Fissò l'oscurità per una tempo indefinito con le labbra socchiuse, sentì come se quel piccolo pezzetto di anima rimasto ancora vivo dentro di lui avesse appena abbandonato le sue carni. Il perdono non sarebbe stato mai più una cosa che poteva anche solo desiderare, semplicemente perché non lo meritava.
Poi, d'un tratto, un impulso irrefrenabile lo indusse a issarsi in piedi con uno scatto felino; nel giro di un secondo balzò verso Liu e poggiò una mano sul suo petto spingendolo indietro più forte che poté, mentre con l'altra afferrava saldamente la pistola di servizio e la strappava via dalla tasca dei suoi pantaloni.
Un solo attimo dopo, la situazione precipitò.
Il poliziotto non ebbe il tempo di reagire, e quando capí che cosa era appena accuto l'altro era già in piedi, con'arma da fuoco stretta nel palmo di entrambe le mani.

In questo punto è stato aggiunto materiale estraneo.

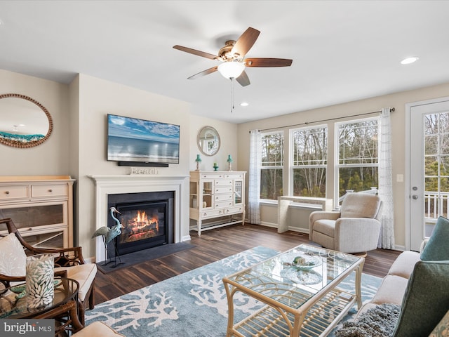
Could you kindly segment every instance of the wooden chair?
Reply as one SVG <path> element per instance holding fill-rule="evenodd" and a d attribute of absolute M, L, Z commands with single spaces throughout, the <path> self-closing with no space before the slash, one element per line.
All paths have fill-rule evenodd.
<path fill-rule="evenodd" d="M 94 281 L 97 274 L 97 265 L 86 263 L 83 258 L 82 248 L 80 246 L 55 249 L 33 247 L 24 240 L 11 218 L 0 220 L 0 225 L 1 224 L 6 225 L 8 232 L 10 233 L 9 235 L 4 236 L 5 237 L 0 239 L 0 251 L 3 253 L 6 253 L 11 248 L 16 249 L 15 251 L 11 251 L 11 256 L 13 256 L 13 258 L 16 258 L 17 256 L 20 258 L 21 255 L 23 255 L 24 251 L 26 256 L 42 253 L 53 254 L 55 256 L 55 275 L 73 279 L 79 283 L 78 311 L 79 321 L 83 326 L 86 305 L 88 303 L 90 309 L 93 309 L 95 305 Z M 17 246 L 18 244 L 15 244 L 17 242 L 13 236 L 17 238 L 22 246 L 21 252 L 18 251 L 17 247 L 14 248 L 14 246 Z M 23 258 L 17 258 L 17 261 L 18 261 L 17 263 L 4 263 L 4 265 L 8 264 L 8 265 L 0 265 L 0 283 L 3 284 L 5 287 L 8 287 L 10 286 L 11 282 L 25 282 L 25 259 L 26 256 Z M 17 265 L 18 264 L 20 265 Z M 22 265 L 22 264 L 23 265 Z M 8 272 L 8 268 L 14 269 L 14 270 Z M 18 272 L 18 270 L 21 272 Z M 18 275 L 21 273 L 22 275 Z"/>
<path fill-rule="evenodd" d="M 366 255 L 377 246 L 381 216 L 377 195 L 349 193 L 340 211 L 310 214 L 309 239 L 329 249 Z"/>

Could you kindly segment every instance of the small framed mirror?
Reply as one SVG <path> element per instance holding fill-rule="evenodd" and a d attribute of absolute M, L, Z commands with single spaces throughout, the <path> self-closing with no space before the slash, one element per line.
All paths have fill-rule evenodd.
<path fill-rule="evenodd" d="M 220 150 L 220 135 L 212 126 L 204 126 L 198 133 L 198 147 L 203 154 L 213 156 Z"/>
<path fill-rule="evenodd" d="M 32 147 L 48 139 L 53 128 L 50 113 L 36 100 L 19 93 L 0 95 L 0 143 Z"/>

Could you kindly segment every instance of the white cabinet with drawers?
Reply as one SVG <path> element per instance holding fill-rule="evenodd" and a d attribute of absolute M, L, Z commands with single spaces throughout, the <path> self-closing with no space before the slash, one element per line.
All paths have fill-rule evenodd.
<path fill-rule="evenodd" d="M 69 176 L 0 176 L 0 218 L 40 248 L 73 246 L 73 183 Z M 8 234 L 6 225 L 0 234 Z"/>
<path fill-rule="evenodd" d="M 190 172 L 191 230 L 201 235 L 203 230 L 244 223 L 245 173 L 232 171 Z"/>

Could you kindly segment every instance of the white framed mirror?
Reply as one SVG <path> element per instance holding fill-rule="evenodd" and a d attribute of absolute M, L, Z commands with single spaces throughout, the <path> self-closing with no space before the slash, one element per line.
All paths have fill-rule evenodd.
<path fill-rule="evenodd" d="M 32 147 L 45 142 L 53 128 L 50 113 L 36 100 L 20 93 L 0 95 L 0 143 Z"/>
<path fill-rule="evenodd" d="M 206 156 L 213 156 L 220 150 L 220 135 L 212 126 L 204 126 L 198 133 L 198 147 Z"/>

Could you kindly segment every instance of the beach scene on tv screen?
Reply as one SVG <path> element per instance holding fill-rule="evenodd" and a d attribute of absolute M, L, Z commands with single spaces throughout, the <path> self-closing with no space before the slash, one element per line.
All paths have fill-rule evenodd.
<path fill-rule="evenodd" d="M 108 114 L 107 160 L 179 163 L 180 126 Z"/>

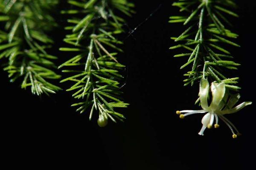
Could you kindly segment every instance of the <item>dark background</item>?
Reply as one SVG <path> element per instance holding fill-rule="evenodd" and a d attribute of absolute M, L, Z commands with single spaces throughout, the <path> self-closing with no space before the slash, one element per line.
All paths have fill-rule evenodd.
<path fill-rule="evenodd" d="M 183 86 L 185 70 L 179 68 L 185 60 L 173 57 L 176 52 L 168 49 L 174 44 L 170 37 L 185 28 L 168 23 L 169 16 L 178 14 L 177 8 L 171 6 L 172 1 L 134 1 L 137 13 L 128 19 L 128 28 L 134 29 L 142 24 L 132 36 L 125 38 L 126 34 L 122 38 L 125 51 L 122 57 L 128 68 L 124 98 L 131 104 L 123 110 L 125 122 L 110 122 L 105 128 L 100 128 L 96 118 L 90 122 L 88 113 L 80 115 L 70 107 L 74 101 L 70 94 L 62 91 L 52 98 L 38 98 L 29 90 L 20 89 L 19 82 L 9 82 L 6 73 L 1 71 L 1 159 L 9 167 L 253 169 L 256 151 L 253 82 L 256 3 L 237 1 L 240 17 L 232 21 L 233 30 L 240 35 L 237 42 L 241 47 L 230 48 L 236 61 L 242 65 L 232 74 L 241 78 L 240 102 L 254 102 L 227 116 L 243 134 L 234 139 L 223 122 L 219 129 L 207 130 L 201 136 L 198 133 L 202 115 L 180 120 L 175 114 L 177 110 L 199 108 L 193 104 L 198 83 L 192 87 Z M 62 16 L 56 15 L 56 19 L 62 26 L 65 25 Z M 56 49 L 64 45 L 61 39 L 66 32 L 61 28 L 53 35 Z M 69 58 L 58 50 L 53 53 L 60 61 Z"/>

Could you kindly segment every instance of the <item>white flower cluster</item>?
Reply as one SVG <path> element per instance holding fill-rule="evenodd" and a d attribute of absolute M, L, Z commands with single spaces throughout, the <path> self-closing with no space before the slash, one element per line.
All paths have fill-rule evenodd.
<path fill-rule="evenodd" d="M 227 93 L 225 93 L 226 88 L 225 83 L 224 82 L 220 83 L 212 82 L 211 86 L 211 91 L 212 91 L 212 99 L 209 106 L 207 102 L 209 92 L 209 83 L 206 79 L 202 78 L 200 82 L 199 95 L 201 107 L 203 109 L 198 110 L 177 111 L 176 113 L 180 115 L 181 119 L 184 119 L 185 116 L 191 114 L 207 113 L 202 119 L 203 126 L 198 133 L 199 135 L 204 135 L 204 132 L 206 128 L 210 128 L 212 127 L 215 118 L 215 123 L 214 125 L 214 127 L 215 128 L 218 128 L 219 126 L 218 124 L 218 117 L 223 120 L 230 128 L 233 134 L 233 138 L 236 138 L 237 135 L 239 134 L 238 130 L 234 125 L 224 115 L 238 112 L 245 106 L 251 104 L 252 102 L 243 102 L 233 108 L 238 101 L 240 95 L 238 94 L 231 96 L 228 101 L 227 101 L 228 95 Z M 183 113 L 185 113 L 183 114 Z M 233 128 L 236 131 L 236 133 L 234 133 Z"/>

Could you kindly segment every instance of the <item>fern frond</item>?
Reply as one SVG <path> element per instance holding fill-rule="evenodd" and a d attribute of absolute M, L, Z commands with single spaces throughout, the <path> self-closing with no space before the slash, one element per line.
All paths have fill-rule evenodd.
<path fill-rule="evenodd" d="M 70 17 L 71 26 L 65 28 L 71 33 L 64 40 L 69 45 L 60 50 L 76 54 L 59 67 L 70 68 L 62 71 L 70 76 L 61 82 L 73 83 L 67 91 L 73 91 L 73 96 L 79 100 L 72 105 L 79 107 L 76 111 L 81 113 L 90 108 L 90 120 L 94 111 L 99 112 L 99 126 L 105 126 L 108 118 L 122 121 L 125 117 L 115 108 L 128 105 L 120 97 L 123 77 L 119 72 L 125 66 L 117 57 L 122 42 L 117 37 L 123 32 L 125 20 L 114 14 L 119 11 L 130 16 L 134 5 L 126 0 L 67 2 L 75 7 L 61 11 Z"/>
<path fill-rule="evenodd" d="M 57 0 L 0 0 L 0 59 L 11 81 L 23 79 L 21 88 L 33 94 L 55 93 L 61 89 L 49 82 L 60 76 L 52 69 L 57 57 L 48 54 L 53 41 L 47 34 L 56 26 L 50 12 Z"/>

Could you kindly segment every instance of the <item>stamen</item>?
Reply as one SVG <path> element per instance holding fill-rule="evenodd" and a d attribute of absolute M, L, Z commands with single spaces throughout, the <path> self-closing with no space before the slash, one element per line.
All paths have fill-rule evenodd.
<path fill-rule="evenodd" d="M 214 120 L 214 114 L 211 113 L 211 119 L 210 119 L 210 122 L 207 125 L 207 128 L 208 129 L 210 129 L 212 127 L 212 124 L 213 123 Z"/>
<path fill-rule="evenodd" d="M 226 123 L 226 124 L 227 125 L 227 126 L 228 126 L 228 127 L 229 128 L 230 130 L 231 130 L 232 133 L 233 133 L 233 135 L 235 135 L 235 134 L 234 133 L 234 130 L 233 130 L 233 129 L 232 129 L 232 127 L 231 127 L 231 126 L 230 126 L 230 125 L 221 116 L 220 116 L 220 118 L 221 118 L 221 120 L 222 120 L 222 121 L 223 122 L 225 122 L 225 123 Z"/>
<path fill-rule="evenodd" d="M 183 111 L 185 111 L 185 110 L 183 110 Z M 195 113 L 205 113 L 207 111 L 205 110 L 193 110 L 193 111 L 191 111 L 190 112 L 187 113 L 186 113 L 184 114 L 184 116 L 189 116 L 189 115 L 190 115 L 191 114 L 195 114 Z M 182 113 L 182 111 L 181 111 L 181 113 Z"/>
<path fill-rule="evenodd" d="M 196 111 L 198 113 L 205 113 L 207 111 L 205 110 L 184 110 L 180 111 L 180 113 L 191 113 Z"/>
<path fill-rule="evenodd" d="M 218 128 L 220 127 L 220 125 L 218 124 L 218 115 L 216 113 L 214 113 L 214 116 L 215 117 L 215 120 L 216 122 L 216 123 L 214 125 L 214 128 Z"/>
<path fill-rule="evenodd" d="M 204 131 L 205 129 L 206 129 L 206 126 L 205 126 L 204 125 L 203 125 L 203 126 L 202 127 L 200 131 L 198 133 L 198 135 L 204 136 Z"/>
<path fill-rule="evenodd" d="M 215 124 L 214 125 L 214 128 L 218 128 L 220 127 L 220 125 L 218 124 Z"/>
<path fill-rule="evenodd" d="M 222 114 L 220 114 L 219 116 L 220 116 L 220 117 L 222 117 L 223 119 L 224 119 L 227 122 L 228 122 L 233 127 L 233 128 L 236 130 L 236 131 L 237 133 L 240 133 L 236 128 L 236 126 L 235 126 L 234 124 L 233 124 L 232 122 L 231 122 L 229 119 L 228 119 L 227 118 L 226 118 Z"/>

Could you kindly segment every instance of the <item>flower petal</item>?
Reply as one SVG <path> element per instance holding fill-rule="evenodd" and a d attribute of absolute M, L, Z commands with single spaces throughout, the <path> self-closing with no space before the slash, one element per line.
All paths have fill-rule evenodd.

-Fermo, che fai!- gridò, balzando in piedi a sua volta. E nel farlo per poco non cadde a terra, avendo poggiato il piede sinistro su una pietra instabile. D'istinto Liu alzò entrambe le mani al cielo e iniziò ad agitarle per assicurarsi che l'altro potesse vederle nonostante l'oscurità; in quel momento si sentì spacciato, anche se l'arma non era stata ancora rivolta verso la sua testa.
-Fermo, calmati. Possiamo parlare adesso- gli disse, terrorizzato. Nel giro di un secondo si ritrovava disarmato, e la sua fidata pistola era nelle mani della persona più sbagliata al mondo; dubitava che avrebbe esitato a sparargli, specialmente dopo quello che gli aveva appena detto.
-Calmo, posa quell' arma e parliamo in modo civile- ripeté ancora, iniziando a indietreggiare a piccoli passi.
Ma con suo estremo stupore vide il fratello minore allargare un piccolo sorriso carico di malinconia, mentre lentamente sollevava la pistola: con un gesto lento ma deciso caricò il colpo in canna, e poggiò delicatamente l'indice sul grilletto.
Ma non puntò il mirino in sua direzione.
Lo vide sollevare l'arma da fuoco, guardarla con un'espressione assente per qualche secondo e poi poggiarla delicatamente sulla sua stessa tempia.